Given the risks in developing a new business in today's tough market place, a joint venture ("JV") can be an excellent way to attempt to break into new markets, launch new products or access new skills and technology.
But, before embarking on any joint venture, it is worth bearing in mind that whether it is hugely successful or a complete failure, there is always plenty of scope for relationship breakdown. JV's have "built in" instabilities because both partners are entering into the relationship from a position of weakness. Clearly if a lucrative market opportunity is identified then most companies would prefer to keep it to themselves and maximise profits but in a joint venture situation both parties lack a vital component that would allow them to go it alone. For example, one company may have the contacts and infrastructure to allow access to certain markets whereas the other has a suitable product, or one side may have a technically innovative product but no cash to get it to market whereas their partner is cash rich. In each case, the commercial drivers are different, but in every case when two parties embark on a joint venture each of them has its own agenda which does not precisely match that of its partner. Inevitably this means that at some point the interests of the parties diverge and therefore it is vital to ensure that at the outset proper steps have been taken to protect both parties.

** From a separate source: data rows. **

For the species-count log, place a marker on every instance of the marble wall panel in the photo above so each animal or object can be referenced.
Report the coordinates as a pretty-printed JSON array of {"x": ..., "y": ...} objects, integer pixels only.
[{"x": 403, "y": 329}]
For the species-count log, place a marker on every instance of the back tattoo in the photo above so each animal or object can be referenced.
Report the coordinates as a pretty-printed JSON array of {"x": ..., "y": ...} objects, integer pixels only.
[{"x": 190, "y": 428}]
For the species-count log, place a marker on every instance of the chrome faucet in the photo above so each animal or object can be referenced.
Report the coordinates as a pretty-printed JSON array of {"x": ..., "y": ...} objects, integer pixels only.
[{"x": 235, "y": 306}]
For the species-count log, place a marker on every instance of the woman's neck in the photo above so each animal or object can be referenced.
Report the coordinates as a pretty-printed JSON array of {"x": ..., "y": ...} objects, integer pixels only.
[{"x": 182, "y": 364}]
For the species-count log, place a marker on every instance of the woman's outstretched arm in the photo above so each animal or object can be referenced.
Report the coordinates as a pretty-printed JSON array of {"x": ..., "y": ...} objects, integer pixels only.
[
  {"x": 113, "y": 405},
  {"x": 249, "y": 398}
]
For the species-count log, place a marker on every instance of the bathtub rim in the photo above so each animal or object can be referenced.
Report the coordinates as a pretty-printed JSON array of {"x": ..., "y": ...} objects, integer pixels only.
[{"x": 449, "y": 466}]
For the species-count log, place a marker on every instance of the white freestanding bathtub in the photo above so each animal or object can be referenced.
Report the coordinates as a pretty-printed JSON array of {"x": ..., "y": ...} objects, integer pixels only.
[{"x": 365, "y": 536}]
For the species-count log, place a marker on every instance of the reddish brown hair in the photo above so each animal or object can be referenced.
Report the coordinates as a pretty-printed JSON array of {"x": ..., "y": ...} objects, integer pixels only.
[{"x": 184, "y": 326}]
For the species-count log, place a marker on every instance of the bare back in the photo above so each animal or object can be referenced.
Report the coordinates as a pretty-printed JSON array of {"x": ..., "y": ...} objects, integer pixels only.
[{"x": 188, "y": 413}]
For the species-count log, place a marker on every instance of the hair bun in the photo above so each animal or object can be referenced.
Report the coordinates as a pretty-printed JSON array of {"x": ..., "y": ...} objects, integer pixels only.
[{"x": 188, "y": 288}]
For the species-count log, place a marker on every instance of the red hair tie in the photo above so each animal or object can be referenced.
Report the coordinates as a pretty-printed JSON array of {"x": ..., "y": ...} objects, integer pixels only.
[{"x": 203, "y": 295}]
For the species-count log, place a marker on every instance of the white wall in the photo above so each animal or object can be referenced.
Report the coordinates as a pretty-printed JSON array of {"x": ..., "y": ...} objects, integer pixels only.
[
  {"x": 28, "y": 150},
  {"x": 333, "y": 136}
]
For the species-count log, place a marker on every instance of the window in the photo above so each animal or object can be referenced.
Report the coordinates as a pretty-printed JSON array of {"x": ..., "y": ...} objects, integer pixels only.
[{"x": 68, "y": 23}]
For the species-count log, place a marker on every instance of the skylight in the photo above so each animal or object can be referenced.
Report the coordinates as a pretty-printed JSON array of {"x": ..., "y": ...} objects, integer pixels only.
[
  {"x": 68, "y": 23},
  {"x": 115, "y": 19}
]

So what issues need to be addressed to minimise the likelihood and impact of disputes?
Make sure a business plan is prepared with clear objectives and ensure both parties are committed to delivery of specific items within clear timescales.
Agree how the day to day running of the operation will be managed and address the practicalities of who does what and who contributes what to the new JV.
It is vital to make sure that agreement is reached on a list of issues that require the consent of both parties prior to any action being taken.
Make sure that a dispute resolution procedure is agreed and that if no solution can be reached that you provide either for one party to buy out the other or if that is not appropriate for the venture to be wound up.
Make sure a clear exit strategy is agreed either for sale of the JV within a specific timescale or its winding up once the Project is completed.
Clearly in an exit or a dispute situation, it is necessary to agree valuation of the shares in the JV company. Again, it is important to agree at the outset how such a valuation will be conducted. Making the results of such a valuation binding can avoid the stress of a lengthy court action.
It is vital to have a shareholders agreement reflecting what the parties agree on these issues. Entering into such an agreement at the outset of the project can save a great deal of time and money. It is a lot simpler to agree matters when both parties are in a co-operative frame of mind, whereas waiting until a difference of opinion has arisen is a recipe for disaster and needless expense.
The content of this article is intended to provide a general guide to the subject matter. Specialist advice should be sought about your specific circumstances.